E = E_{0}- Aexp(ika) - Aexp(-ika)) + Bexp(i2ka) + Bexp(i2ka) = E_{0}- 2Acos(ka) + 2Bcos(2ka).

Plug in A and B.

E(k) = [ħ^{2}/(ma^{2})][7/8 - cos(ka) + (1/8) cos(2ka)].

We only need to consider -π/a ≤ k < π/a because k values differing by 2π/a give the same coefficients.

The possible eigenvalues of H lie in a band from E_{0}- 2(A - B) to E_{0}+ 2(A - B).

(c) An expansion of E(k') about k' = 0 for k' = 0 + k yields

E(k) = E_{0}- 2(A - B) + Ak^{2}a^{2}- 4Bk^{2}a^{2}= E_{min}+ Ak^{2}a^{2}- 4Bk^{2}a^{2}.

Let E(k) - E_{min}= Ak^{2}a^{2}- 4Bk^{2}a^{2}= (ħ^{2}k^{2}/4m)) = ½m*v_{g}^{2}.

Definition of group velocity:

v_{g}= dω/dk|_{k0}= (1/ħ)dE/dk|_{k0}= (2Aa/ħ)sin(k_{0}a) - (4Ba/ħ)sin(2k_{0}a).

An expansion of v_{g}(k') about k' = 0 for k' = 0 + k yields (2Aka^{2}/ħ) - (8Bka^{2}/ħ) = ½(ħk/m).

(ħ^{2}k^{2}/4m)) = ½ m*(( ħk/(2m))^{2}, m* = 2m.

We can also use m* = ħ^{2}(d^{2}E/dk^{2})^{-1}. dE/dk = (ħ^{2}k/(2m)) d^{2}E/dk^{2}= (ħ^{2}/(2m)), m* = 2m.

And expansion about k' = π/a for k' = π/a - k yields

E(k) = E_{0}+ 2(A - B) - Ak^{2}a^{2}+ 4Bk^{2}a^{2}= E_{max}- (ħ^{2}k^{2}/(4m)).

m* = ħ^{2}(d^{2}E/dk^{2})^{-1}= -2m.

Note dv_{g}/dt = F_{ext}/m*. If an external force is applied, the electron in a crystal is subject to this force and internal forces from the lattice. The net force may point opposite to the external force.

Remarks:

The potential energy function for the one-dimensional crystal is periodic, U(x + a) = U(x).

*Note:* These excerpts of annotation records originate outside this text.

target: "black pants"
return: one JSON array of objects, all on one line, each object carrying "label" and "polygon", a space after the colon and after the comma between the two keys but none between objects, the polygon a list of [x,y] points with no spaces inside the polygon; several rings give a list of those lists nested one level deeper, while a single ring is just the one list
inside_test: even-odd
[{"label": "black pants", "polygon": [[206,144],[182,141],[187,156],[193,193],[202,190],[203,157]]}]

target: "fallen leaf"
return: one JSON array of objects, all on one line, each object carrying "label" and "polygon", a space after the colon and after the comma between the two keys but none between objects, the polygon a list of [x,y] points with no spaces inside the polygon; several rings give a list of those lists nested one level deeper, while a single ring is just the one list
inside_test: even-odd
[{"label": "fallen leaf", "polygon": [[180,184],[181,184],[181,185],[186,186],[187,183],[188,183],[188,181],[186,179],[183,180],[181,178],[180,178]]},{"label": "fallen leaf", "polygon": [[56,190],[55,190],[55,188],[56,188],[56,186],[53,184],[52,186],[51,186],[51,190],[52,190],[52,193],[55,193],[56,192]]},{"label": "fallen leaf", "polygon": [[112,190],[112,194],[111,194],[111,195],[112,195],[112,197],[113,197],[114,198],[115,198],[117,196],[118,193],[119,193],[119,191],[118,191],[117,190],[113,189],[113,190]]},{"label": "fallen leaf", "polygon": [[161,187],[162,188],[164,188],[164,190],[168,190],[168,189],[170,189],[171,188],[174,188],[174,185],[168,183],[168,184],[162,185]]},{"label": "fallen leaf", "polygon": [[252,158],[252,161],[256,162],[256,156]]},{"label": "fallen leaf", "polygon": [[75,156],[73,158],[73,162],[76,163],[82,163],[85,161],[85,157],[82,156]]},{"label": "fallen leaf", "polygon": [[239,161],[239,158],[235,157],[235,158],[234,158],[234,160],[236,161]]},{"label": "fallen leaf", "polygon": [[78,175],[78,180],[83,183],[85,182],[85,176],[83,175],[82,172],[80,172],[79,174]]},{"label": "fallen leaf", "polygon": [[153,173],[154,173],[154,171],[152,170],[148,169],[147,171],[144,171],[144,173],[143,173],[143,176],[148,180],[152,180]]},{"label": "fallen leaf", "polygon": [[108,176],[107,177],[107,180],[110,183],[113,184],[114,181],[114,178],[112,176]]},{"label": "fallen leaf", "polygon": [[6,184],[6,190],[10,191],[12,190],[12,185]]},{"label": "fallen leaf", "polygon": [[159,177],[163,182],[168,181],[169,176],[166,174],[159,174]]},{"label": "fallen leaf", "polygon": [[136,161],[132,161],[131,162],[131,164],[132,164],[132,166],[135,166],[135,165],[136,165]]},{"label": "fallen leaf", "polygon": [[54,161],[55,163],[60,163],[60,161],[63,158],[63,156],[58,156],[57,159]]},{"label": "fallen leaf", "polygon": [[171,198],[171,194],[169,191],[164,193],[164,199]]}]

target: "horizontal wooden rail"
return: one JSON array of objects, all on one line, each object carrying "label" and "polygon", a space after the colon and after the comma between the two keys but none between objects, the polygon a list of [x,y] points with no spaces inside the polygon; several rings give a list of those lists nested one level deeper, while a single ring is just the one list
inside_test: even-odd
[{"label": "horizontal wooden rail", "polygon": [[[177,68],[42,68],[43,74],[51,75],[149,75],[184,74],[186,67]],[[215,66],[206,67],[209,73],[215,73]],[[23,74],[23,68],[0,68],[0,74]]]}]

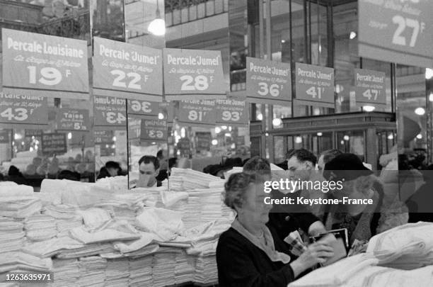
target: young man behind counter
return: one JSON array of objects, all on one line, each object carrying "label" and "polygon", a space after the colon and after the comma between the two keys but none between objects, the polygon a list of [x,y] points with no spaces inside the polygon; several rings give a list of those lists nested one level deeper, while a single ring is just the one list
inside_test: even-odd
[{"label": "young man behind counter", "polygon": [[159,161],[153,155],[144,155],[139,160],[139,180],[135,187],[161,186],[162,183],[156,180],[159,173]]}]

Therefore the Hamiltonian H commutes with the translation operator U(T_{a}).

In coordinate representation U(T_{a})f(x) = f(x - a) for any function f(x).

Wave functions of the form ψ(x) = e^{ikx }v(x) are eigenfunctions of U(T_{a}) if v(x + a) = v(x), i.e. if v(x) is a periodic function with period a.

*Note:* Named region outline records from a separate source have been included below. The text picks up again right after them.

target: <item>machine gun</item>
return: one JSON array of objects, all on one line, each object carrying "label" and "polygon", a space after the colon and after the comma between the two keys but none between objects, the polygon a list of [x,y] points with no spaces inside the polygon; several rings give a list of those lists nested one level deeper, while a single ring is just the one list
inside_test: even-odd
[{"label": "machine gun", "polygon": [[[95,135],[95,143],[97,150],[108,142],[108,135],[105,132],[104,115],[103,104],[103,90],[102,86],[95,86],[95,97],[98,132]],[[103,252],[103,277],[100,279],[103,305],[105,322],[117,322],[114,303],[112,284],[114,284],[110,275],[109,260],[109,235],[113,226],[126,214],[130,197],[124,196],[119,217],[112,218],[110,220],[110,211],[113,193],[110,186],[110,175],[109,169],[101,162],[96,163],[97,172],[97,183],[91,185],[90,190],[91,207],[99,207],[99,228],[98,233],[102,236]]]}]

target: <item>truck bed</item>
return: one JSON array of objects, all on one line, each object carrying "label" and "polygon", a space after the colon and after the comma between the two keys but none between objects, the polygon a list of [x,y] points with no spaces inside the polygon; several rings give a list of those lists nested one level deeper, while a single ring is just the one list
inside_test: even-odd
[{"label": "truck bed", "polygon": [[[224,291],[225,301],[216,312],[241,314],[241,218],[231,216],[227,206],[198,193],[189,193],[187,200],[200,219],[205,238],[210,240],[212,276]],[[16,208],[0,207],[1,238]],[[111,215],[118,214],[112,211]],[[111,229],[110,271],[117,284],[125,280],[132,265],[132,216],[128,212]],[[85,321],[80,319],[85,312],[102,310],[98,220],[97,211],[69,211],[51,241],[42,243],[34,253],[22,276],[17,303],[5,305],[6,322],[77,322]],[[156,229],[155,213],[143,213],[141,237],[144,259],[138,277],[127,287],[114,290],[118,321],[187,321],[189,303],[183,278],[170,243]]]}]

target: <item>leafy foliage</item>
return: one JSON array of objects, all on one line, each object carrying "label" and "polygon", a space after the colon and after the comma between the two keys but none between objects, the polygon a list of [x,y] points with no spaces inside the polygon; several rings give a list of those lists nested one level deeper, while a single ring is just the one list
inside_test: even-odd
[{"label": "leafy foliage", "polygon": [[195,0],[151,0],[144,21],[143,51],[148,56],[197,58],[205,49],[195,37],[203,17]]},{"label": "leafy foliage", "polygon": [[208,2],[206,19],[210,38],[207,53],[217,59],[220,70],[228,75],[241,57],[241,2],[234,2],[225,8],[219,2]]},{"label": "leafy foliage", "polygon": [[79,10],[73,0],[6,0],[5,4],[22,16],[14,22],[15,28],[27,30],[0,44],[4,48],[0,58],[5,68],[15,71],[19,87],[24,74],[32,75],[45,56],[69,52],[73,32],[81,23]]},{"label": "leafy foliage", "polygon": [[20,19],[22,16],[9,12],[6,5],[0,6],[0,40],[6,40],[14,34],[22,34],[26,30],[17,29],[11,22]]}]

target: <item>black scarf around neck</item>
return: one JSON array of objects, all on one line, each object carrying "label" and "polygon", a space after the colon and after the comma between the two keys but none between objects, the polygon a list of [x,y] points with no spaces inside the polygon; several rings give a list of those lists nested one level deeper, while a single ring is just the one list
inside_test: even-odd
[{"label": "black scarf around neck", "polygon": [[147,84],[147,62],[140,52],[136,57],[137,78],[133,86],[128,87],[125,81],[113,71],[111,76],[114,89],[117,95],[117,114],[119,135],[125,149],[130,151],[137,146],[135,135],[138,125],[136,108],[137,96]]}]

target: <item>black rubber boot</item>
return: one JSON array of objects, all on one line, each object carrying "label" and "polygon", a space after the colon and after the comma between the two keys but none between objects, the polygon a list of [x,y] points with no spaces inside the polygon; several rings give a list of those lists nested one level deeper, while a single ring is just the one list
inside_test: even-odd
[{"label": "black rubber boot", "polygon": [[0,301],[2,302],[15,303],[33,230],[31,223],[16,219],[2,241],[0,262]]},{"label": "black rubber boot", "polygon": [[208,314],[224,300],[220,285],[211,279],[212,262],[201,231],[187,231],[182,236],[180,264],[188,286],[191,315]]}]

U(T_{a})ψ(x) = U(T_{a})e^{ikx }v(x) = e^{ik(x-a) }v(x - a) = e^{-ika}e^{ikx }v(x) = e^{-ika}ψ(x).

The eigenvalue is e^{-ika}ψ(x).

All eigenfunctions of U(T_{a}) are of this form.

since H and U(T_{a}) commute, we can therefore find a complete set of eigenfunctions of H of this form. These functions are called Bloch functions.

For the current problem, |Φ> = ∑_{n}exp(ikx_{n})|n> becomes Φ(x) = ∑_{n}exp(ikx_{n})Φ_{n}(x) in coordinate representation.

If we assume that the Φ_{n}(x) = Φ_{0}(x - na), then Φ(x) is a Bloch function.

Φ(x) = ∑_{n}exp(ikna)Φ_{n}(x) = e^{ikx}∑_{n}exp(-ik(x - na))Φ_{0}(x - na) = e^{ikx }v(x).

v(x) = ∑_{n}exp(-ik(x - na))Φ_{0}(x - na), n = -∞ to +∞.

v(x + a) = ∑_{n}exp(-ik(x - (n - 1)a))Φ_{0}(x - (n - 1)a) = ∑_{m}exp(-ik(x - ma))Φ_{0}(x - ma) = v(x).

The set {|n>} of orthonormal electron states, n = -∞ to +∞ is not complete. But if we restrict ourselves to this subspace, we may be able to approximately solve for the possible E(k) in one energy band of the crystal.